In a groundbreaking study published in Science, researchers discovered distinct mechanisms controlling different types of immune cells, and found that, by precisely targeting these mechanisms, they could selectively eliminate ‘problematic cells’ and reshape the skin’s immune landscape.
The skin is packed with specialised immune cells that protect against infections and cancer and promote healing. These cells, called tissue-resident T cells or TRM cells, stay in place to fight infections and cancerous cells in the skin.
However, when not controlled properly, some of these skin TRM cells can contribute to autoimmune diseases, such as psoriasis and vitiligo.
Researchers, led by University of Melbourne’s Professor Laura Mackay, a Laboratory Head and Immunology Theme Leader at the Peter Doherty Institute of Infection and Immunity (Doherty Institute), found a way to redress this imbalance.
University of Melbourne’s Dr Simone Park, an Honorary Research Fellow and former Postdoctoral Fellow in the Mackay Lab at the Doherty Institute, and lead first author of the study, said that this research is the first to describe the unique elements that control various types of skin TRM cells in animal models, offering precise targets for potential treatment strategies.
“Specialised immune cells in our skin are diverse: many are critical to prevent infection and cancer, but others play a big role in mediating autoimmunity,” said Dr Park.
“We discovered key differences in how distinct types of skin T cells are regulated, allowing us to precisely edit the skin’s immune landscape in a targeted way.”
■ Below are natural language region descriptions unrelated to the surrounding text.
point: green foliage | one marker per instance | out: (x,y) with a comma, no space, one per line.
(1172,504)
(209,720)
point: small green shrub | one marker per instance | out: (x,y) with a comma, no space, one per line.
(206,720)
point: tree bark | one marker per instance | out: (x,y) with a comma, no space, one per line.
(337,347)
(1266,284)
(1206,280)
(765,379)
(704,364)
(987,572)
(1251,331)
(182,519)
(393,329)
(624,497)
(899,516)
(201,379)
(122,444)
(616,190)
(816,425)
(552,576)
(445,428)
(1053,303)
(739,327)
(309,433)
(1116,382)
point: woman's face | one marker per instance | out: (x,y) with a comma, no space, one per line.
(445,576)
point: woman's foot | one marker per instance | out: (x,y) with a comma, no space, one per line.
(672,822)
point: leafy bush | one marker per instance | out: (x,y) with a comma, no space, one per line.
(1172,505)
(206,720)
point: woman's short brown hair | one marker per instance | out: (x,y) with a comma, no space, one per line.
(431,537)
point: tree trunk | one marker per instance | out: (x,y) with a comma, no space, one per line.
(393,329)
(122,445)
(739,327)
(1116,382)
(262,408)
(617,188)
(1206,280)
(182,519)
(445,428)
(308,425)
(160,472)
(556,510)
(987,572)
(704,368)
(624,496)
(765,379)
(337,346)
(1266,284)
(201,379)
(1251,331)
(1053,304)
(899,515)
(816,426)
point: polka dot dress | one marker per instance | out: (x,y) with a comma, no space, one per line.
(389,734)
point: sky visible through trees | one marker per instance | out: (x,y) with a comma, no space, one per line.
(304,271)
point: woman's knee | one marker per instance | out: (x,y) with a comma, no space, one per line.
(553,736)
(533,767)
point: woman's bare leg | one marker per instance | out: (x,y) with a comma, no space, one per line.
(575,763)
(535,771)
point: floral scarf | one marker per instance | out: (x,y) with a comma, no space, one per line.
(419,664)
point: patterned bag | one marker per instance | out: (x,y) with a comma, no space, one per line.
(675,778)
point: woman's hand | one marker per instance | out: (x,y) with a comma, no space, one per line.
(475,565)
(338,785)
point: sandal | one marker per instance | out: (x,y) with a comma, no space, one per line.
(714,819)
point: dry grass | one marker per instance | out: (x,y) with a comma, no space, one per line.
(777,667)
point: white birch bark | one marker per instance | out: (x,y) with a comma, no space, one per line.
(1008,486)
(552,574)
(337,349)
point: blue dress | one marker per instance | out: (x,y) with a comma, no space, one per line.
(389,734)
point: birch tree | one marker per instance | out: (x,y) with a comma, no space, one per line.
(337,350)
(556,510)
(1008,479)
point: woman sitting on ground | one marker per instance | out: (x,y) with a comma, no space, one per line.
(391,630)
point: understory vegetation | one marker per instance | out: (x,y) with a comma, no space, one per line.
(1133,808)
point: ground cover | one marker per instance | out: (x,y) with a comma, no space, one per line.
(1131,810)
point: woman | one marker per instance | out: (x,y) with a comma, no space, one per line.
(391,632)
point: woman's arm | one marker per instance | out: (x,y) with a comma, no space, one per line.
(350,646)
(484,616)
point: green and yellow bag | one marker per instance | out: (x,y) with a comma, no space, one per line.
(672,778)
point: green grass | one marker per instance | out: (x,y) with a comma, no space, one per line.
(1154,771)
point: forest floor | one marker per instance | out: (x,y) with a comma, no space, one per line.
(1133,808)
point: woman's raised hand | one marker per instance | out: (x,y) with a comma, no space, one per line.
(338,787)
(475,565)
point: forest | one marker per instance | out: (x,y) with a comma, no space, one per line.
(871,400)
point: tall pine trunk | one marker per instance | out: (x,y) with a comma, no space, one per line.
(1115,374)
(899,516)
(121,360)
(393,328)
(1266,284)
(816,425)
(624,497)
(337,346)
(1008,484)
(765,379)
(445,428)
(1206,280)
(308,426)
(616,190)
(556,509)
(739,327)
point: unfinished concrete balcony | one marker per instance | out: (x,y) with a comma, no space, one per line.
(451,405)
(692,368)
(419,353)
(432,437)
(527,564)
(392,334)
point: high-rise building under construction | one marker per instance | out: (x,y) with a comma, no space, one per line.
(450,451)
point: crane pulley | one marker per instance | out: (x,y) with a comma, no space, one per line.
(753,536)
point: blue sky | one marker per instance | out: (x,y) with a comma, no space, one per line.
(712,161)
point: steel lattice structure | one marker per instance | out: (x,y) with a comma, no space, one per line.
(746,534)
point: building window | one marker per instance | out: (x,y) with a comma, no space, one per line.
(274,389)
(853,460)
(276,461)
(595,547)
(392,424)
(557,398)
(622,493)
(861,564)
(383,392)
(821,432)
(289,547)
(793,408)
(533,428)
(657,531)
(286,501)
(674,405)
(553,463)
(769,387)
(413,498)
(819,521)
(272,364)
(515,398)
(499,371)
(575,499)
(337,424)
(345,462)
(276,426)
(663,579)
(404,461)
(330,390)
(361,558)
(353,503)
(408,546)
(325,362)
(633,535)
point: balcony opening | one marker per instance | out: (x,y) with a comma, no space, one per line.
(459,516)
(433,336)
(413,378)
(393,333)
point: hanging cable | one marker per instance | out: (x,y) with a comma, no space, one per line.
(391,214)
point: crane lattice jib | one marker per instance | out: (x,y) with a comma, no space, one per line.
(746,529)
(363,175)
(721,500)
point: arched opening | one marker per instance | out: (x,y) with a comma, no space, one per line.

University of Melbourne’s Dr Susan Christo, Senior Research Officer in the Mackay Lab at the Doherty Institute and co-first author of the study, explained how these discoveries could advance efforts to treat skin disease.
“Most autoimmune therapies treat the symptoms of the disease rather than addressing the cause. Conventional treatments for skin disorders often impact all immune cells indiscriminately, meaning that we could also be wiping out our protective T cells,” said Dr Christo.
“Until now, we didn’t know how to pick apart ‘bad’ T cells in the skin from the ‘good’ protective ones. Through this research, we discovered new molecules that allow us to selectively remove disease-causing T cells in the skin.”
The research team harnessed this new knowledge to eliminate ‘problematic’ cells that can drive autoimmune disorders, while preserving the ‘good’ ones that are essential to maintain protective immunity.
University of Melbourne’s Professor Laura Mackay, senior author of the study, explained that these findings could pave the way for more precise and long-lasting therapies for skin disease.
“Skin conditions like psoriasis and vitiligo are difficult to treat long-term. The T cells driving disease are hard to remove, so patients often need life-long treatment. Our approach has the potential to revolutionise the way we treat these skin disorders, significantly improving outcomes for people dealing with challenging skin conditions,” said Professor Mackay.
With the study demonstrating successful removal of specific skin T cells in animal models, further research is necessary to validate the efficacy of these strategies in human subjects.
Dr Park hopes the study will inspire the development of new treatments for skin disease.
“These discoveries bring us one step closer to developing new drugs that durably prevent autoimmune skin disorders without compromising immune protection,” said Dr Park.